Control Flow
There are 3 coordinates
Body, coordinate on robot body(origin point)
Support, coordinate by the connection of end effectors
Horizon, coordinate defined by direction of gravity
When we try to control the body movement, instead control body, we control the Support rigid.
The Support rigid is defined by the connection of end effector.
We convert our target(no matter what which coordinate in which coordinate) to target of Support rigid on Boday coordinate. And the current Support rigid on Body coordinate is very easy calculated by forward kinematics. The error could be achieved to pass to nullspace controller.
Control Variables
The control is based on simple formula
$$dq = J^{-1}e$$
It has two parts, the Jacobian and error which has been demonstrated in chapter below.
Error Update
The error is described by orientation and position of Support virtual coordinate relative to Base.
In this chapter we are talking about the coordination fixed on virtual rigid object relative to base.
We need:
A origin point
two axis direction(third one could be derived by cross production operation)
The origin point is the centroid point of all end effectors.
We define the normal/Z vector by finding the best fitting plane.
Then we need find a vector inside the best-fitting-plane. Actually, it doesn’t really matter how you define this vector since the difference between current status and target status is all we need.

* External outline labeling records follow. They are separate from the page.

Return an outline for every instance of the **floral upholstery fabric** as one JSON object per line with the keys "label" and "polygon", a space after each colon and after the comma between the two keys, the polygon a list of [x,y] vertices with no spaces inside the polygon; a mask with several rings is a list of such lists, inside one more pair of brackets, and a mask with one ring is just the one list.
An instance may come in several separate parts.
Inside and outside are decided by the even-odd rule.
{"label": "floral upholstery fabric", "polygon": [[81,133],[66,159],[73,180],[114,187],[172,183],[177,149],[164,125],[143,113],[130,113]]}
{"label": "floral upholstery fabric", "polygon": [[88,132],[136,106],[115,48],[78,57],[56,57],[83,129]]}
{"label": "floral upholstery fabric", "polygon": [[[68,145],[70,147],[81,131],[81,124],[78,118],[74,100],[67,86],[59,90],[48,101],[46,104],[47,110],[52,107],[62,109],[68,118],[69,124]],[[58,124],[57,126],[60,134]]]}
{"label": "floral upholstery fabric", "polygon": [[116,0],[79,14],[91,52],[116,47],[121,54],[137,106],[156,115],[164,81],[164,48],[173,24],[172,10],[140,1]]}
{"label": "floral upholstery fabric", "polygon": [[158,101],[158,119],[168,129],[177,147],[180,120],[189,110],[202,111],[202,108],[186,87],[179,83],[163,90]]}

But we people tend to like the axis that match/align with robot mechanical structuer. Here we use left bound in eagle view as Y axis
Fixed Foot Distance Nullspace Controller(Jacobian)
This is prioritized tasks controller and it has 3 tasks from higher to lower order:
Keep foot distance unchanged
Approach to Orientation target(described by Support on Body)
Approach to Position target(described by Support on Body)
Of course, since this is a nullspace controller, the second task will be achieved in the nullspace of first task. The third task will be achived in the nullspaces of first and second.
We need calculate the Jacobian matrix of each task.
Notice in second task, we use the normal/Z axis from best fitting plane which is derived from SVD. So, the derivative of this nomral/Z axis require a calculation of dU from SVD. Here we use autodiff of SVD.